Subdivided and shared. Living with spatial partitions
Spatial partitions are an emblematic phenomena of the Hungarian People’s Republic of the 1960s. The regime had prohibited every form of community organizing. The building of communities could only occur under the control of state authorities. As a result, society gradually began to atomize, with its members having learned that standing up together was not worthwhile, and that everything outside the private sphere belonged solely to the sphere of state jurisdiction.
With the establishment of the Iron Curtain, free movement to the West was closed off. The governing party carved the fabric of society into disparate realities, reflected in the concrete housing blocks that marred the cityscape. Mass construction of housing estates took place primarily in the capital and the larger industrial cities. Guaranteed housing produced a feeling of satisfaction for a large part of society. One of the most talented opposition poets of the era, György Petri, with characteristic irony, called the housing estate a ‘ten-storey launch-funicular, and workforce rocket-launcher’. The idealistic vision was for housing estates to eliminate social differences, and for an identical standard of living to be ensured to all citizens.
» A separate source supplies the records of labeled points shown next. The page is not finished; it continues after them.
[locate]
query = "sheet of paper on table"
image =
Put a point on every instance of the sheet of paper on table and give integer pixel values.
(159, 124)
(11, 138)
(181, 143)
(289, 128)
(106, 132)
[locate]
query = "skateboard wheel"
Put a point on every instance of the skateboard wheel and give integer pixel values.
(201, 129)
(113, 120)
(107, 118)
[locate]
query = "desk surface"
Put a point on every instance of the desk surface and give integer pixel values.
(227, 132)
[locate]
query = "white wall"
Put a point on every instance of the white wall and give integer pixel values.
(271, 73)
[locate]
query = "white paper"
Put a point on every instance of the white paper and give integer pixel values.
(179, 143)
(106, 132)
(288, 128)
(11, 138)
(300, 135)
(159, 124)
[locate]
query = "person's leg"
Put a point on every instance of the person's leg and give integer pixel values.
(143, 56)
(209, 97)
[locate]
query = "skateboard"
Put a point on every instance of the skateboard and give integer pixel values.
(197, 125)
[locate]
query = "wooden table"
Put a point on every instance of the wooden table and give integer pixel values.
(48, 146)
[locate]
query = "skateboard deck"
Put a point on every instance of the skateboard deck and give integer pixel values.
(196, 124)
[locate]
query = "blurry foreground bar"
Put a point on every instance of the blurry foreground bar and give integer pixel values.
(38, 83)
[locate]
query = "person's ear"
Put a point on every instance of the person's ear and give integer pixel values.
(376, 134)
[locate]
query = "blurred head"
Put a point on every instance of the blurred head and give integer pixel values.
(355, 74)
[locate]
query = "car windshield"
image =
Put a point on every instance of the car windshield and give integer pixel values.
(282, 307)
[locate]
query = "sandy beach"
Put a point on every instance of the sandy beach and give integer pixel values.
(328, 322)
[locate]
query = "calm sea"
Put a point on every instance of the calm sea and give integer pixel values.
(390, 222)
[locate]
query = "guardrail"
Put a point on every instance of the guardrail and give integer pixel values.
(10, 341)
The theory, however, did not work very well in practice. The housing estates increasingly atomized the lives of their inhabitants. This cutting off of horizons was so successful that people began to put up walls and build fences around their own private realities. In the Hungary of the 1960s, the curtain became an emblematic element. From the late 1950s to early 60s, spatial partitions multiplied like mushrooms in both private and public spaces. Designating borders, the wall motif became a typical element of the visual world. The patterns of claustrophobia appeared not only in the spatial partitions but were also there in two-dimensional artworks. In the textile works presented here, some sort of spatial division can be found, be it as walls, grilles, or separated realities. In the majority of them, a palette of dark tones dominates. Our research has unequivocally shown how the era’s social politics made a clear impact on the design of various public and private living spaces. It was not only the central authorities that projected the claustrophobia of the 1960s onto these spaces: such conceptual walls were also reproduced by members of society through the choice of spatial partitions and certain household textiles. Obviously not immune to the influence of 1968’s ‘Prague Spring’ and Paris student rebellions, the grid structure of two-dimensional imagery began to relax, and organic forms along with a brighter colour palette began to appear.